ZHdK Lectures on Global Culture: North Korea and Myanmar
Moscow, the capital of Russia, which I discussed in the previous lecture, is gradually disengaging itself from its postcommunist isolation, albeit amid severe social disputes. As observed, this process is under way due to the modern forms of the international culture of protest and those of social media technology. The culture of protest and the proliferation of social networks promote the production and dissemination of global culture. By their very nature, such protests and networks are global information carriers. And yet there are still places in the world, often political exclaves, that fiercely resist globalisation. If we ask ourselves what global culture is, how it spreads, and how it emerges and is produced, then such places are also of interest. Just as an X-ray penetrates the visible body, and thereby removes it from the field of vision while detecting phenonema invisible to the naked eye, considering a non-globalising society demonstrates the tremendous role play by cultural globalisation in everyday life, precisely because such globalisation is absent in such countries.
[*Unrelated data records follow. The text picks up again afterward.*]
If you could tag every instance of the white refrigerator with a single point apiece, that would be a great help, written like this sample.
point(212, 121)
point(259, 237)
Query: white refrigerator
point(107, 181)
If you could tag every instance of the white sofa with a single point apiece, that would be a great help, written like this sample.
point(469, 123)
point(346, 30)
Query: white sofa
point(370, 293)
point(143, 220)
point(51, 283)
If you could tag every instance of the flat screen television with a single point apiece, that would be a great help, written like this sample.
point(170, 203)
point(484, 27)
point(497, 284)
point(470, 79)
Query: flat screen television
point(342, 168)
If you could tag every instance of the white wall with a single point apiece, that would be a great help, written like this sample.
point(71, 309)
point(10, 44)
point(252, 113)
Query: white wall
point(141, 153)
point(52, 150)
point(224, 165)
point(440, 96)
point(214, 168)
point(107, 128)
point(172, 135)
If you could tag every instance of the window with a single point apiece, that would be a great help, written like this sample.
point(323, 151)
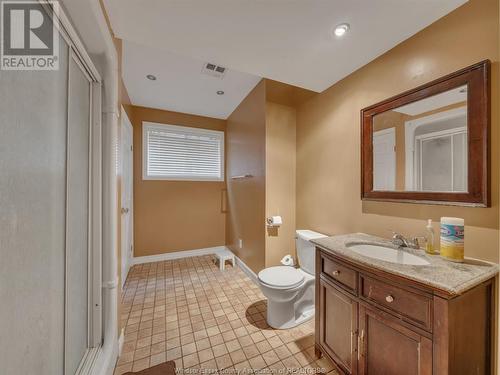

My sixth lecture looks at two examples representative of the almost complete absence of cultural globalisation. While these cases are different, they are equally radical. Their cultural (and political) isolation is the result of dictatorship. Both countries, moreover, are located immediately adjacent to China, the country that is practising political isolation and cultural globalisation in paradoxical simultaneity.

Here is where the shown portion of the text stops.